J. S. Dorton Arena – State Fair Grounds
This week’s installment of Flashback Friday features a 1966 postcard of the arena designed by Matthew Nowicki at the North Carolina State Fairgrounds. Dorton Arena is the most significant piece of modern architecture in North Carolina, and probably all of the Southeast.
This 9500 seat parabolic arch arena is considered one of the most modern and architecturally important buildings in the U.S.
This unused postcard from Aerial Photography Services is dated 1966, and features a stamp from 1971.
This innovative structure was built in 1952 and had a few nicknames, including the “Cow Palace” and the “Paraboleum.” The latter was the designer’s reference to the opposing concrete parabolas that provide support to the roof. The outer walls provide almost no structural support. This structure was but one of a series of buildings of his larger master plan for the fairgrounds.
Matthew Nowicki is likely the most noteworthy faculty member of the NC State School of Design, where he was head of the Department of Architecture. He had served as an architectural consultant to the United Nations building project, and was the chief city planner for the city of Warsaw before being forced into exile by the communist takeover of Poland after World War II.

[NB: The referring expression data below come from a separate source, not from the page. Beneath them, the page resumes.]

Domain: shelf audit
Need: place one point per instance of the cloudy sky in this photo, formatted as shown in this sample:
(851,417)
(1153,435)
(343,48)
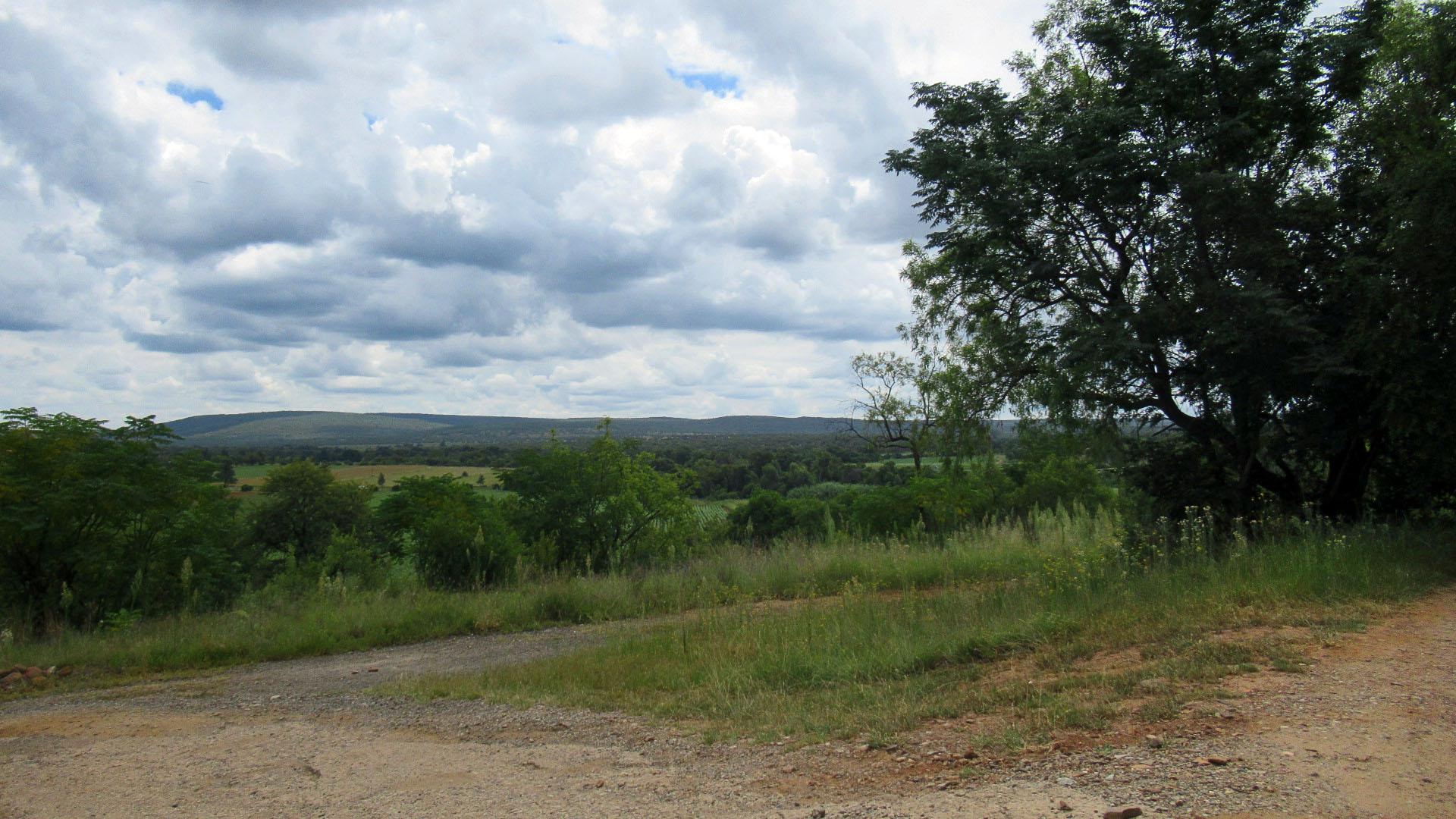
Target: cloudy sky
(532,209)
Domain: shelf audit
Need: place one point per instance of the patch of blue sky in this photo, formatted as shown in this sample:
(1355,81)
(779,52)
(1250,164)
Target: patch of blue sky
(717,83)
(196,93)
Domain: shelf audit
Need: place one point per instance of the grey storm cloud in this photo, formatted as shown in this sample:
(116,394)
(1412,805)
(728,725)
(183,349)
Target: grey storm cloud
(532,209)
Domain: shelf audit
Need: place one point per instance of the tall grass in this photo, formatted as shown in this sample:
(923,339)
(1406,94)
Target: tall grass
(874,665)
(335,618)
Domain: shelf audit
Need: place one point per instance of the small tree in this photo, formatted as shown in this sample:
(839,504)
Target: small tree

Sadly, he perished in a plane crash over Egypt in 1950, before he could see the construction of his ground-breaking design. He was returning to his home in Raleigh from the city he was in the midst of designing, Chandigarh. It was the first planned city of India, known internationally for its architecture urban planning.
The full story of Mattew Nowicki and the Arena is too long to fit in to a Flashback Friday post, but is a topic we’ll be exploring in depth in the future.
Although most sources consider Dorton Arena to be Matthew Nowicki’s only completed work in Raleigh, there is another local structure which was built from his sketches and vision.
Stay tuned.
05/13/2011
One of my favorite buildings! Would love to see this on one of the City Blocks.
05/13/2011
A stretch to say it’s the most significant piece of modern architecture in the Southeast. Just about everyone in Atlanta would argue that Portman’s Regency Hyatt Hotel (1967) deserves that accolade.
05/13/2011
I disagree with the Portman’s Regency Hyatt Hotel, only because, it also uses High Desert Dramaticism found in the Vegas mid-60s genre of design. Much like the Big Chicken. I am actually a fan of that kind of design, but, pure mid-century modern doesn’t have the eyesore factor.
Besides, you haven’t lived unless you have both snowboarded and skateboarded on the roof of J.S. Dorton.
05/13/2011
Follow up on last comment. My goal in life is to time it so the satellite flyover used by Google Earth captures me carving the roof.
05/14/2011
Flashback Friday, huh? In 1970, my roommate and I hitched over to Raleigh from Chapel Hill to go to the State Fair. We copped some mescaline on Ashe Avenue and took the bus to the fair. By the time we passed through the gates we were flying pretty high and decided that the sounds and colors were, say, a little too intense, so we decided to climb to the roof of Dorton Arena. We went up to the peak of the parabola on the north side (above the current waterfall) and hung our heds over the edge. It was marvelous, simply marvelous. A molten river of color, sound and aromas for our enjoyment. We spent a couple of hours lying in the roof until someone spotted our heads hanging over the edge of the roof and sent a law enforcement officer after us. He came up one side of the building’s roof, and we ran down the other disappearing into the crowd. That is probably my best trip (soto speak) to the Fair. Or perhaps a close second. First may be when, while attending the rodeo held in Dorton Arena during the Fair, a rider and horse in the the bucking bronco competition, crashed through the fence falling virtually on top of my family. It literally scared the pee out of my cousin and I got splattered with horse blood coming from cuts caused by the torn wire fence. That was exciting. And I got to see Clayton Moore, the Lone Ranger, on the same day. Maybe that was my best trip to the Fair.
09/08/2015
I remember the Dorton Arena, as a child in Raliegh, in the early 62-65 era. We lived on Boundery St in “historic Oakwood” before it was historic. I remember going to the arena to see shows of “The Worlds Strongest Man” brought to that place by The Young Mens Christian Assoication.
Along with menories of the NC State Fair. While in grade school @ Murhpey Elementry School about the same time. The teacher would line us up for “early dismissal”, handing each child a Fair Ticket.
09/21/2015
Our family lived at 615 Boundary Street from 1947 to about 1972.
09/21/2015
@Jim Walker
Was that N. Boundary or S. Boundary Street?